Der Kläger begehrt von der Beklagten die Feststellung weiterer Unfallfolgen und die Zuerkennung einer Verletztenrente.

Der am 1971 geborene Kläger war im Jahr 2017 bei der Firma A-H-W-GmbH, einem Mitgliedsunternehmen der Beklagten, beschäftigt. Am 05.01.2017 rutschte er während der Arbeit auf nassem Boden aus und fiel mit Hinterkopf und Rücken auf den Betonboden. Dabei zog er sich eine Schädelprellung mit kurzer Bewusstlosigkeit zu. Anlässlich der stationären Behandlung in der BG-Unfallklinik L. (05.01.2017 bis 07.01.2017) wurden folgende Diagnosen gestellt: • eine okzipitale Schädelprellung, • eine BWS- und LWS-Prellung und • ein erstgradiges Schädel-Hirn-Trauma. Hinzu kamen noch • ein Vertigo (Schwindel) mit Verdacht auf Commotio Labyrinthi und Tinnitus rechts (Hals-Nasen-Ohren-Arztbericht, Dres. Z. und Kollegen, vom 11.01.2017) • eine Sehstörung auf dem rechten Auge (Augen-Arztbericht Dr. W., vom 13.01.2017) sowie • ein Zahnschaden (Dr. K., vom 10.2.2017). Eine neurochirurgische Untersuchung in der Universitätsklinik H. am 15.01.2017 ergab keine Anhaltspunkte für eine strukturelle Schädigung im Bereich der HWS. Im Anschluss an die Untersuchung wurde der Kläger bis 17.01.2017 stationär aufgenommen, die zunächst vermutete Vertebralisdisektion konnte jedoch nicht bestätigt werden. Die MRT des Schädels vom 18.01.2017 erbrachte einen unauffälligen Befund. Schließlich wurde am 04.02.2017 noch eine MRT der HWS durchgeführt, wobei linksseitige kleine thoracale Bandscheibenvorfälle mit Einengung der cervicalen Neuroforamina durch eine Retrospondylose festgestellt wurden.

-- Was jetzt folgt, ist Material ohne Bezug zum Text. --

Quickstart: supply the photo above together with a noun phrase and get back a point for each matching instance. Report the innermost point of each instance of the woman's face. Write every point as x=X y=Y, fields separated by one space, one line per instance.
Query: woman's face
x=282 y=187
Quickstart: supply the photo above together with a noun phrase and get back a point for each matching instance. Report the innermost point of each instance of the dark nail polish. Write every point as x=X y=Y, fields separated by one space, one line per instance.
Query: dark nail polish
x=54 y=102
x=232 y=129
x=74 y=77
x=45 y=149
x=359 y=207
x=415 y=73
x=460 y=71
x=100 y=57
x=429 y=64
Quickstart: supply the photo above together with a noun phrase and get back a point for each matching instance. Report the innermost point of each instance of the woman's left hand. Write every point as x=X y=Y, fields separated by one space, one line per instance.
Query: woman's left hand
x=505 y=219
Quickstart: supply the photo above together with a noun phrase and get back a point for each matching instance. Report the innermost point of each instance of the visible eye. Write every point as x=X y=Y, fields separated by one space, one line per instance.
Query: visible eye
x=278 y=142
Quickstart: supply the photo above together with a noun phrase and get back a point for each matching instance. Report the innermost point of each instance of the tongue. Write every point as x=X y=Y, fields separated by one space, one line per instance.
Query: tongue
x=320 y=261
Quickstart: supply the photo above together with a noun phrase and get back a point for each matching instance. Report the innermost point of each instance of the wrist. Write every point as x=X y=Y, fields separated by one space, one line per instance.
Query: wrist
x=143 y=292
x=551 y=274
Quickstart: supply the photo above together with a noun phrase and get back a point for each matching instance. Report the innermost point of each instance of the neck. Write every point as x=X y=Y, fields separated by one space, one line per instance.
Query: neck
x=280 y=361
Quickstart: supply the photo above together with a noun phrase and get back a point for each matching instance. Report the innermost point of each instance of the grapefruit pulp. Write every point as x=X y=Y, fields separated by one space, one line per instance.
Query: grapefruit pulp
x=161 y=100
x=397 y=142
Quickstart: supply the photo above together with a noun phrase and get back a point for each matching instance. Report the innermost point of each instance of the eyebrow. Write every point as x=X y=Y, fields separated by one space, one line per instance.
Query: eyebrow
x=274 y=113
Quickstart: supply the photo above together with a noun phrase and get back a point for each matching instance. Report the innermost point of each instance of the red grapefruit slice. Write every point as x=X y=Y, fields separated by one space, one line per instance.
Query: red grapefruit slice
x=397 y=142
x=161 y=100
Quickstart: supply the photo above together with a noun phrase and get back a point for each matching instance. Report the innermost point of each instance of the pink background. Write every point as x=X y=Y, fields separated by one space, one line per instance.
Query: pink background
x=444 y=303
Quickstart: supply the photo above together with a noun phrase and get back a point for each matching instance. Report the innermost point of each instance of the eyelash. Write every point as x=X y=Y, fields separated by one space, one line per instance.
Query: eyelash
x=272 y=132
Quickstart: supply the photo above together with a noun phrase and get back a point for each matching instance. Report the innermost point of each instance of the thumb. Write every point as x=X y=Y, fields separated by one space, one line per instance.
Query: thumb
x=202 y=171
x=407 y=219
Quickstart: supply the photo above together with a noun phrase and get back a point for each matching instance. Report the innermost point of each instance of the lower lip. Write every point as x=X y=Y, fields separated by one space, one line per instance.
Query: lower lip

Vom 05.02.2017 bis 10.02.2017 wurde dem Kläger im Krankenhaus-S. (H.) während eines stationären Aufenthalts die Gallenblase entfernt.

Am 22.02.2017 musste sich der Kläger wegen des Verdachts auf eine Koronare-Herzkrankheit einer Koronarangiographie unterziehen, bei der keine Stenosen festgestellt wurden.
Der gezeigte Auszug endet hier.